Lom 2, EDC rembourse les retenues des constructions
Une levée de bouclier a été observée à l’Edc après les révélations par la presse au sujet du flou qui entourait les indemnisations du village Lom 2, dans l'arrondissement de Bélabo, situé à 7 km en aval du site du projet. En effet, le principal grief des villageois de Lom 2 portait sur «des retenues opérées de façon disparate pour la construction des maisons pourtant uniformes comme vous avez pu l'observer au nouveau village de Lom Pangar dont le déménagement s'est déroulé le 24 mars 2012». Même la saisine de M. Thédore Nsangou par requête n'avait pas suffi à lui faire changer de position. A Edc, on justifiait ces retenues par le fait que «dans le cadre du plan d'indemnisation et de réinstallation (Pir), on ne va pas seulement construire les habitations des personnes déplacées mais également des salles de classe, des maisons communes, des cases de santé et des forages.» Et donc qu'il n'y avait plus rien à verser à ce village en plus de ce qu'il avait perçu.
Un mensonge au regard de ce qui s'est passé là-bas avant la visite du chef de l'État. Les déclarations, le 24 juillet 2012 au cours d'une des dernières réunions d'évaluation des préparatifs de cette visite présidentielle de M. Samuel Dieudonné Ivaha Diboua, le gouverneur de l'Est, sur «de nouvelles indemnisations à Lom 2» sont confirmées par les riverains de ce village. Ces derniers précisent qu'«Edc nous a remis des chèques à toucher après le passage du président de la République. Ceux qui nous les remettaient disaient que ces chèques correspondaient aux sommes retenues lors des indemnisations pour, disaient-ils à l'époque, construire nos nouvelles maisons.»

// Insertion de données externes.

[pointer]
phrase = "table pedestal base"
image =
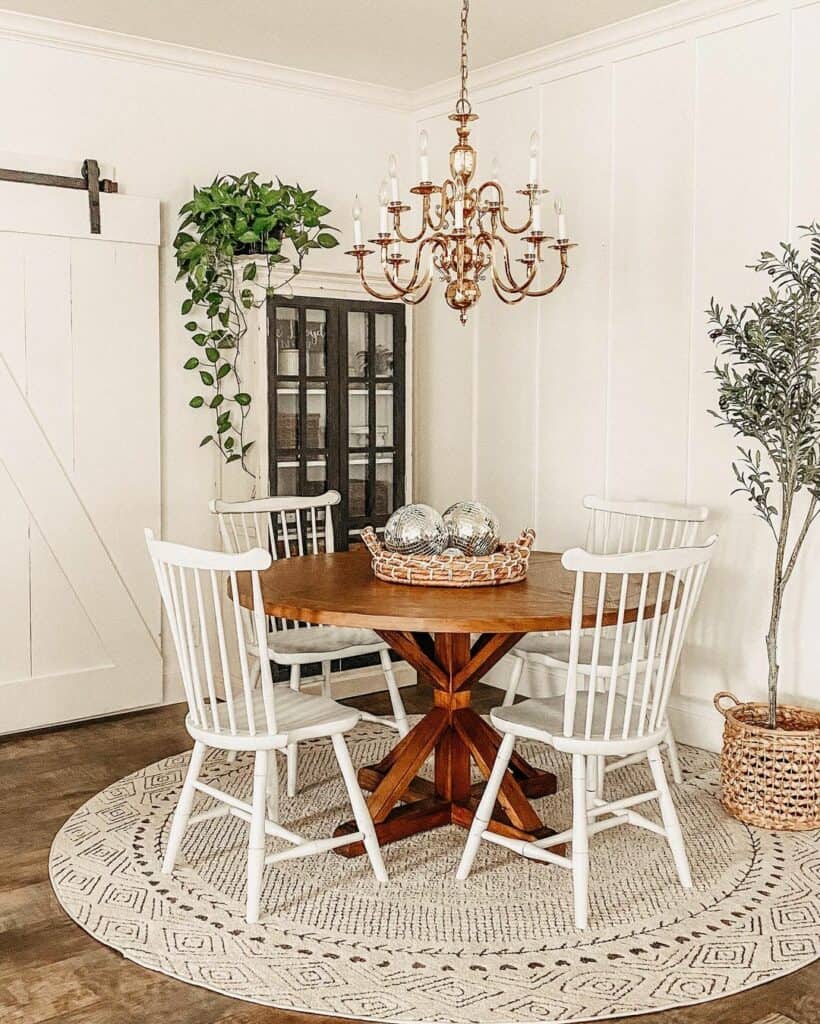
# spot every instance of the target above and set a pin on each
(401, 803)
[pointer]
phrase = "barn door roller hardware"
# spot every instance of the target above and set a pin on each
(89, 181)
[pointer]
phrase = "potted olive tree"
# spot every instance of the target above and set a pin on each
(769, 394)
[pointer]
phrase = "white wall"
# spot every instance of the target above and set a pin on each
(683, 143)
(169, 119)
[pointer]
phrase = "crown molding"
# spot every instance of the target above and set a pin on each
(676, 16)
(120, 46)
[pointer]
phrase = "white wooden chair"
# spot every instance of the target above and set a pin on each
(606, 712)
(291, 526)
(614, 527)
(264, 720)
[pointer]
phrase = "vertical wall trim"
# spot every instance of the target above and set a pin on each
(535, 474)
(474, 406)
(610, 283)
(693, 45)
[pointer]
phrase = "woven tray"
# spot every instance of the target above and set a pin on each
(508, 564)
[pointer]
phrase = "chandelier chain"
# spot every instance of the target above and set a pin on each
(463, 105)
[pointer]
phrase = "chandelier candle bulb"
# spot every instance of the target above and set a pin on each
(559, 209)
(424, 160)
(383, 200)
(392, 170)
(533, 158)
(356, 222)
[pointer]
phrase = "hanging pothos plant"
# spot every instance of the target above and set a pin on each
(223, 227)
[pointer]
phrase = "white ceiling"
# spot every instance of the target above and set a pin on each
(405, 44)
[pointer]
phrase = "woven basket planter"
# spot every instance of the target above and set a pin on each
(771, 777)
(508, 564)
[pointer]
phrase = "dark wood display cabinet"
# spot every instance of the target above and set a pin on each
(337, 392)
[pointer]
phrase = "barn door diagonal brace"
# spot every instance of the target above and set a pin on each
(89, 181)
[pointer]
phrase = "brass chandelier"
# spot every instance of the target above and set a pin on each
(462, 236)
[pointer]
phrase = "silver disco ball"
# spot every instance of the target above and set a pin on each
(472, 527)
(416, 529)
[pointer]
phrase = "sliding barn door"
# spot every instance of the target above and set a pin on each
(79, 456)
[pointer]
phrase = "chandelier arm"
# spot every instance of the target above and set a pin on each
(519, 297)
(515, 287)
(558, 281)
(414, 284)
(508, 227)
(445, 186)
(412, 240)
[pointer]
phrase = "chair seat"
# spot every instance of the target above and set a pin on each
(543, 718)
(553, 648)
(299, 716)
(336, 640)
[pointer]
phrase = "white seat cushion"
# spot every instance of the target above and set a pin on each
(553, 648)
(320, 640)
(299, 716)
(543, 718)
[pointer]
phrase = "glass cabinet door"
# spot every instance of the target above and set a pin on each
(373, 385)
(337, 406)
(300, 435)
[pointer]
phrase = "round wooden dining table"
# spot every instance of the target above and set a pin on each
(431, 628)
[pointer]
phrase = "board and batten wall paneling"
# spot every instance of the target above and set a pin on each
(443, 388)
(568, 450)
(508, 336)
(648, 408)
(740, 207)
(804, 600)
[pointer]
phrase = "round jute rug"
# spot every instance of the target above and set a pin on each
(425, 948)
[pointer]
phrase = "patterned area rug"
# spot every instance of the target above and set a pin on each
(498, 948)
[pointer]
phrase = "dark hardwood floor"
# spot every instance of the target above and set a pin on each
(51, 971)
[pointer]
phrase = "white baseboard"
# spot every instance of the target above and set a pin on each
(693, 721)
(350, 683)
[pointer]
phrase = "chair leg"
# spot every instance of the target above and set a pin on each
(580, 847)
(256, 842)
(601, 775)
(293, 752)
(399, 715)
(360, 812)
(272, 787)
(484, 810)
(672, 753)
(515, 679)
(670, 816)
(184, 804)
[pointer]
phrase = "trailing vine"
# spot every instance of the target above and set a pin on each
(232, 236)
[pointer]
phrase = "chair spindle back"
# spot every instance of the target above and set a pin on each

Et au moment où nous écrivons ces lignes, ces villageois sont en route pour Bertoua où se trouvent leurs comptes. Les allégations de M. Nsangou face à M. Alain Belibi, lors de la rubrique «L'invité du 13 heures» du journal de la mi-journée de la Crtv de ce mercredi 1er août 2012 juste après l'annonce officielle de la visite de M. Paul Biya sont en contradiction avec les faits. «Nous avons réglé tous les problèmes sociaux et les rumeurs entretenues par une certaine presse sont fausses», a-t-il menti. Bien au contraire, à Lom 2, on affirme: «nous avons déjà pris les dimensions de nos futures cases et dès notre retour de Bertoua, si l'argent escompté est perçu, nous allons commencer nous-mêmes nos constructions. »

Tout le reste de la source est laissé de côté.